We do have Coast Redwoods around here, especially near the wetter areas and higher elevations. The ones down here in the city, which is at 38', are pretty crispy and sad looking if they aren't well cared for. The redwoods that are planted as part of landscaping look much happier. Perhaps they only survive here because of the delta breeze? which brings cooler temperatures to us everynight (typically 35 degrees difference between night and day).

On a personal note, I lived most of my life in Ventura County. My family is still there. Small world.
 
Question for people familiar with this species (or evergreen conifers generally)...and I apologize if this isn't the correct thread...

How do I know my tree is dormant? Are there any obvious signs to look for or do I just need to watch closely for the tree to stop growing?

Thank you for your advice :)
 
How do I know my tree is dormant? Are there any obvious signs to look for or do I just need to watch closely for the tree to stop growing?

Listen for the snoring :)

Seriously though, it takes trees a long time to go into dormancy, and a long time to come out.
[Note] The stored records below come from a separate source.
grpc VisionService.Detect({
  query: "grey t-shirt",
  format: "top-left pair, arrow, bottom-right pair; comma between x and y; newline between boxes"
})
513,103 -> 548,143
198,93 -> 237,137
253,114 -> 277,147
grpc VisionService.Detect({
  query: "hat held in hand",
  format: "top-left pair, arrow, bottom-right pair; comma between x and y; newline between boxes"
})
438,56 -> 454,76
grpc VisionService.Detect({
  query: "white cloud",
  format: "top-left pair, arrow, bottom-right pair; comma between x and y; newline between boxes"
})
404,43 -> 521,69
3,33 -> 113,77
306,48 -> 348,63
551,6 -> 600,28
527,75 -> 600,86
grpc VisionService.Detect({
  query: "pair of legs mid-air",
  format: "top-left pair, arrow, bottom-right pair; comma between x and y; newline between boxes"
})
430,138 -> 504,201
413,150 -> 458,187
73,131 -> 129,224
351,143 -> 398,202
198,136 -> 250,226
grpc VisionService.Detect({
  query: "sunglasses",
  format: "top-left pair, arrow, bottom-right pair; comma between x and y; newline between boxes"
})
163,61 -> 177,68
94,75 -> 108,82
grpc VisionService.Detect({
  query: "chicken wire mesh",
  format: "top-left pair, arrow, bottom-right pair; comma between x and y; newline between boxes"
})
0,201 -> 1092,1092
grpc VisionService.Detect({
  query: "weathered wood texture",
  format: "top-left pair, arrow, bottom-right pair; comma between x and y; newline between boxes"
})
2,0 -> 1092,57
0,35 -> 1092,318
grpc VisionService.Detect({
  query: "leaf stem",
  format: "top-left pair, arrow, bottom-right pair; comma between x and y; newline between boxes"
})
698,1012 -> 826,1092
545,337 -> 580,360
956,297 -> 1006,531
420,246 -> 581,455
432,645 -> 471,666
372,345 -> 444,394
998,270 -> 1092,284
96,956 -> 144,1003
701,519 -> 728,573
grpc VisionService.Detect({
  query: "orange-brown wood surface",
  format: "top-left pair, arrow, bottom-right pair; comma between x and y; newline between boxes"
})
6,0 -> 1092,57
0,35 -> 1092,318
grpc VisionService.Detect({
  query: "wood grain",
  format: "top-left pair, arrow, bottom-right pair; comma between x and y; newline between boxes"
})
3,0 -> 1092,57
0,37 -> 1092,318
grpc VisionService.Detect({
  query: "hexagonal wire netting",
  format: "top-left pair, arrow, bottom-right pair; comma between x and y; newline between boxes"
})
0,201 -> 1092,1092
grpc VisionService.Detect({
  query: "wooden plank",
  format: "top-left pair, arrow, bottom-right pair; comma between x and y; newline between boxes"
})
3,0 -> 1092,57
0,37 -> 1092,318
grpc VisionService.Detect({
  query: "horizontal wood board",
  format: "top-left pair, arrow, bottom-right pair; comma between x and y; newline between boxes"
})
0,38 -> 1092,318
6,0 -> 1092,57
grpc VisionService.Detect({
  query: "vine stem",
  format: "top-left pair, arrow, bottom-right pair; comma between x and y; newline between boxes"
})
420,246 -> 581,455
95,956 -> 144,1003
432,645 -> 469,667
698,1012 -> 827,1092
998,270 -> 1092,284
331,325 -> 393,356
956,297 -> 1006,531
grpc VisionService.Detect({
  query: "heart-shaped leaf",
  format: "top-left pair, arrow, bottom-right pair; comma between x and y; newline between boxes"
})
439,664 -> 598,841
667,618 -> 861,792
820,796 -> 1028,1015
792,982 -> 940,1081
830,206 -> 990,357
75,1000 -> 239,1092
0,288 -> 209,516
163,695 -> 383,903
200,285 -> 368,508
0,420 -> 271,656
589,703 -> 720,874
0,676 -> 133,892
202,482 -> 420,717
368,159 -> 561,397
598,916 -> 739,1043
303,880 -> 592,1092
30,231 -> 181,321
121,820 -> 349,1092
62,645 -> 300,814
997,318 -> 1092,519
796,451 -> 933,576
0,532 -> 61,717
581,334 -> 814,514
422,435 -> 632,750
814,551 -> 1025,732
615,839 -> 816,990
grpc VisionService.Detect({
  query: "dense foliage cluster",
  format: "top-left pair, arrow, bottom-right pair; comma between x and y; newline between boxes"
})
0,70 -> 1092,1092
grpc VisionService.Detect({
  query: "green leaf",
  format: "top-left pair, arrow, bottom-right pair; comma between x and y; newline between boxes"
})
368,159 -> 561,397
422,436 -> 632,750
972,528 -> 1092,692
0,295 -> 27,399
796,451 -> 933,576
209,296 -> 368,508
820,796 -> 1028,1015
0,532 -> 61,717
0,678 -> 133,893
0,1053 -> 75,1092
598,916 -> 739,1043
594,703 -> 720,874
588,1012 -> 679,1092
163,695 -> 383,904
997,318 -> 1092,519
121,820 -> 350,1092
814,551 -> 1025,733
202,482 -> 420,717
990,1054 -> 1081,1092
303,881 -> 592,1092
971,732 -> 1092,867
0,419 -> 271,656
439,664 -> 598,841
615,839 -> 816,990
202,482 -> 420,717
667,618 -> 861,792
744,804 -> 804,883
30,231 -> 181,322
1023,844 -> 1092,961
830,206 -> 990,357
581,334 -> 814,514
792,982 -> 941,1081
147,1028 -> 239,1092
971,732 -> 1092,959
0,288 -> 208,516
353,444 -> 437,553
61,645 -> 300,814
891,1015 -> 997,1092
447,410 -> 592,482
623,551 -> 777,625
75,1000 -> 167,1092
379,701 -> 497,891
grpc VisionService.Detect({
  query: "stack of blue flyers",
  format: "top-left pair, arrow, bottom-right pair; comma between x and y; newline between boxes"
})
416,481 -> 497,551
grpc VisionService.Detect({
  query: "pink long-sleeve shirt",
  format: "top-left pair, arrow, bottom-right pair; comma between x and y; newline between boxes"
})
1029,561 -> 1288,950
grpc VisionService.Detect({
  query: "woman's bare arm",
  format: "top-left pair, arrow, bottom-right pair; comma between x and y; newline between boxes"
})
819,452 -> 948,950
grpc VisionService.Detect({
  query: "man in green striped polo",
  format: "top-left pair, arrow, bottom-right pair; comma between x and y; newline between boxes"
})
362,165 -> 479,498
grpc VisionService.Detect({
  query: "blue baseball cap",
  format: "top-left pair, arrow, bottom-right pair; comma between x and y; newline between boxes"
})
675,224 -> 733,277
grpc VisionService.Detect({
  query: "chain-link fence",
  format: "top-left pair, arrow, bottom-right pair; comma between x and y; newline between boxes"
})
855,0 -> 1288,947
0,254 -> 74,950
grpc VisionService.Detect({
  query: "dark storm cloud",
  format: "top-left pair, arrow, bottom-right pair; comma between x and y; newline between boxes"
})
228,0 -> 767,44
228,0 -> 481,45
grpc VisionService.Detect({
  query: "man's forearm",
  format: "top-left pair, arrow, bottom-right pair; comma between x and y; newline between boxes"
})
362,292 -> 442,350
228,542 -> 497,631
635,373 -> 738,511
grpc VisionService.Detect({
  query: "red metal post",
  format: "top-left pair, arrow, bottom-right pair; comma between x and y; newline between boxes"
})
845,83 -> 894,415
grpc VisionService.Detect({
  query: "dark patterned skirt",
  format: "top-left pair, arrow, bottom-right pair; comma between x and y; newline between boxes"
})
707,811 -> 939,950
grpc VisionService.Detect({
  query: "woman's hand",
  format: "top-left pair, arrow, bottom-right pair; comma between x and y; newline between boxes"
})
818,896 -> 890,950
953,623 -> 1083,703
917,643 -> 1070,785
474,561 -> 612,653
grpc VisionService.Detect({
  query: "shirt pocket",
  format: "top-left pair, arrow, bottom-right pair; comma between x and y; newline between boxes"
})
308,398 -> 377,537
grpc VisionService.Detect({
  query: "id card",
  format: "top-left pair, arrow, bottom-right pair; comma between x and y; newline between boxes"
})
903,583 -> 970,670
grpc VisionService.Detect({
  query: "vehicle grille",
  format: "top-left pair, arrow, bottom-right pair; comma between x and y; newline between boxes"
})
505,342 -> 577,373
In Sacramento, in zone 9B, your trees are probably only fully dormant in January and February, maybe a week or two earlier or later depending on the year and weather. I would expect to see spring growth starting in March. So think February for repotting... just before your tree is waking up.

As others have pointed out, this is absolutely the worst time of the year to do any root work. It might be mild weather up there now, but I'm sure you can remember years when it was in the 100's even in October. California tends to stay cooler longer in the spring, and warmer longer in the fall, than other parts of the US.
 
, but I'm sure you can remember years when it was in the 100's even in October. California tends to stay cooler longer in the spring, and warmer longer in the fall, than other parts of the US.

Thanks for the fast response! You are right, our weather here is about 3 months behind the traditional “calendar weather” cycle..

I have no intention to repot right now. I just can’t find any information online that states what to look for in evergreen conifers to know they are dormant. Maybe there aren’t any signs? You just need to know your tree...?

I have a throw away ficus to play with when I get itchy fingers 😎 That helps me stay disciplined when it comes to my three trees.
 
Depending on the conifer, and where in the country you live, they may actually change appearance dramatically during the winter. But not coast redwoods. They grow natively in such a narrow band of conditions, with mild winters, that they don't change much during the winter. They just pause in their growth cycle.

I have seen some photos of junipers in a hard dormancy that I thought were dead due to grey or copper-colored foliage. However after a few weeks of sun, they woke up and turned a healthy dark green. Generally speaking, the change is usually not that evident.